Studies show that some corals can live for up to 5,000 years, making them the longest living animals on Earth. Around one billion people globally depend on coral reefs for their food and livelihood, according to the United Nations. As fishing grounds, coral reefs are thought to be 10 to 100 times as productive per unit area as the open sea.
Let that sink in for a second. The disappearance of coral reefs would be catastrophic; resulting in hundreds of millions of people around the world losing their main source of food and income.
Some 98% of the country’s coral reefs are classified as threatened, with 70% at high or very high risk, reports climatehotmap.org. The disappearance of coral reefs is one of the reasons why fish production from the open seas is plunging.
Some consumers are already feeling the impact. Jeannyline T. Arriaga, from Bansalan, Davao del Sur, is a doting mother. She usually wakes up early in the morning to prepare breakfast for her two children, who are going to school. Generally, she cooks rice and fish.
Lately, however, she observes that the fish she usually buys at the public market has become scarcer. In fact, there are days when she could not find any that she buys another kind of fish. Her two children complain because they don’t like the new kind of fish she serves to them.
Jeannyline also notices that if the fish she likes is available, they are becoming smaller. “They are not only getting scarcer but they are becoming expensive, too,” she points out.

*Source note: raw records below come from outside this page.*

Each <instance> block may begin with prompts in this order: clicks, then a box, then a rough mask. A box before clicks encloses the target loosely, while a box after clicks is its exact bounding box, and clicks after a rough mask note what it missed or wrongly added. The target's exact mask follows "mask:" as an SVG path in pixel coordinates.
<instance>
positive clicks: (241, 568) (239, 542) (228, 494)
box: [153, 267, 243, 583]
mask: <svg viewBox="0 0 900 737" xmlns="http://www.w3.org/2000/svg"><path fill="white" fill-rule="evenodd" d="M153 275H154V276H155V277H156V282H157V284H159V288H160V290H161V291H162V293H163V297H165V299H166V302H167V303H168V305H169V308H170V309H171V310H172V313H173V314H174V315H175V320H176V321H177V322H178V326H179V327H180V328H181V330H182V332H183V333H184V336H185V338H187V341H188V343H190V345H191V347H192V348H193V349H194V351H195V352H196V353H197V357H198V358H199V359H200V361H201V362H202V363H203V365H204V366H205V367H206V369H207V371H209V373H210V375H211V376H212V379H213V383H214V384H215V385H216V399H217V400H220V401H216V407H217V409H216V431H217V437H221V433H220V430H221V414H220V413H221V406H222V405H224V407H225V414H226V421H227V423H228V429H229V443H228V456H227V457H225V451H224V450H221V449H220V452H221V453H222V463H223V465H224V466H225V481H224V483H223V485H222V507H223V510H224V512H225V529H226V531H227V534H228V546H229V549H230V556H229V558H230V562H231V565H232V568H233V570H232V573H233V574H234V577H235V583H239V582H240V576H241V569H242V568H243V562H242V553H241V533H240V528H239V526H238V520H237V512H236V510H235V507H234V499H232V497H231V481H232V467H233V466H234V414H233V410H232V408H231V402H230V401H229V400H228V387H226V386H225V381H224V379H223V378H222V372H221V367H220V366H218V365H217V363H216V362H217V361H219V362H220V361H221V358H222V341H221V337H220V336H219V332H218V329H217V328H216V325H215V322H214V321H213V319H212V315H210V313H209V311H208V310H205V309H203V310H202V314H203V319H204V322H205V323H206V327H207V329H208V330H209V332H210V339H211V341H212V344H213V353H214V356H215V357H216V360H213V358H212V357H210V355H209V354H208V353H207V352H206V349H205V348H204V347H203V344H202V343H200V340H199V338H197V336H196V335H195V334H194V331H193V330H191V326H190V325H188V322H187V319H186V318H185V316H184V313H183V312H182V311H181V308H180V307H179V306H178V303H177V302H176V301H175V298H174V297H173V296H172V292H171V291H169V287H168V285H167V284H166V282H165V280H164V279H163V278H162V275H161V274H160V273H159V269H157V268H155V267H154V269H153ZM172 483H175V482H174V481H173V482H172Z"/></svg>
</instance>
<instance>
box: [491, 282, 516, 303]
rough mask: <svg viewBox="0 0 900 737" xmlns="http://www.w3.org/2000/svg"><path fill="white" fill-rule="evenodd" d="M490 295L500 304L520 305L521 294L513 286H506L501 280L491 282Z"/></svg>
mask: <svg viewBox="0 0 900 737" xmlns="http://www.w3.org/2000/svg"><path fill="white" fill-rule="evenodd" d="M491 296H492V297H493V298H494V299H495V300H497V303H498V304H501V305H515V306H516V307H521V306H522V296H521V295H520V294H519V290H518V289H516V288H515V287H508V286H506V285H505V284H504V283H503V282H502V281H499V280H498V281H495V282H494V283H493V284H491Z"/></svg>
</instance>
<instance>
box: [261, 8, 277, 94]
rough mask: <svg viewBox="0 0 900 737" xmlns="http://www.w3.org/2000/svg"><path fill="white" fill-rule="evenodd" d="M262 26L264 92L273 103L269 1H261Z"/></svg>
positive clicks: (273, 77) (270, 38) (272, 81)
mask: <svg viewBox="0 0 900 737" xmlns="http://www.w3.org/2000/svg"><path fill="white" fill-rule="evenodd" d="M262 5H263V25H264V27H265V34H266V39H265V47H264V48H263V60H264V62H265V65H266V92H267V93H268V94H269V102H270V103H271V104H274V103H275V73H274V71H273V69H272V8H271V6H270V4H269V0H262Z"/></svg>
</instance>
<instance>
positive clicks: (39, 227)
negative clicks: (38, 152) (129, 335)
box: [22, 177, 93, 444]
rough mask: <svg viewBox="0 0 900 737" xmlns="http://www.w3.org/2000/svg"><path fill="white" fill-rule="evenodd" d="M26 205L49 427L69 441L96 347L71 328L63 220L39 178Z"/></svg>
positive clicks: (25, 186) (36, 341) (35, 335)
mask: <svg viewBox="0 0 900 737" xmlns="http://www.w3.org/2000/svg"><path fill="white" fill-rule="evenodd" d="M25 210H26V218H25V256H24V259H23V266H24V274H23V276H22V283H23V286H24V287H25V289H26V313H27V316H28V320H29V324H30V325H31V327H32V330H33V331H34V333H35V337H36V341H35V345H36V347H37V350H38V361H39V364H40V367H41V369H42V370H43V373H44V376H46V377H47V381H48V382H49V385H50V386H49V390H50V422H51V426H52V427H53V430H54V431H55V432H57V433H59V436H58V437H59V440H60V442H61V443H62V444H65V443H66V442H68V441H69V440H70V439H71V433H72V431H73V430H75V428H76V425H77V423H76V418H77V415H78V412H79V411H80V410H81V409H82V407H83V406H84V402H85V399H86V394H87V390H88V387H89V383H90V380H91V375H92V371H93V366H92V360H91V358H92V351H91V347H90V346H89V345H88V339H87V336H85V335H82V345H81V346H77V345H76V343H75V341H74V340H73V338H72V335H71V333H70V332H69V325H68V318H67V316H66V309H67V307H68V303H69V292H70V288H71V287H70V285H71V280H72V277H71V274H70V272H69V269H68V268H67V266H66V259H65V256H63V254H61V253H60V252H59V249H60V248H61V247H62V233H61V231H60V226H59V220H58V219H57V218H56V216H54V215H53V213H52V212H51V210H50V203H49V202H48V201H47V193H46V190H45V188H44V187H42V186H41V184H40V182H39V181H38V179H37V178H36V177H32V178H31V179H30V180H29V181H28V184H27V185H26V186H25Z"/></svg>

She may not be aware of it but it is not the only fish she likes that is becoming rarer and pricey but the same is true with other varieties of fish.
A survey by the Social Weather Stations commissioned by Oceana in 2017 found that 82% of Filipinos believe fish sold in the markets are more expensive now compared to 10 years ago. Meanwhile, 54% of respondents said the size of fish has become smaller and 55% said they found fewer varieties of fish in local markets compared to a decade ago.
In 2020, the Philippine Statistics Authority reported the country had a total fish production of 2,596,565.83 metric tons with 37.5% coming from commercial marine fishing, 31% from municipal marine fishing, 27.8% from aquaculture, and 3.6% from municipal inland fishing,
“With the decline in the production of ‘galunggong’ (round scad) from our seas, importation of marine fish from Vietnam, Taiwan and China during the months and ‘closed season’ to augment local supply was done by the Department of Agriculture,” said Dr. Rafael D. Guerrero, an academician with the National Academy of Science and Technology.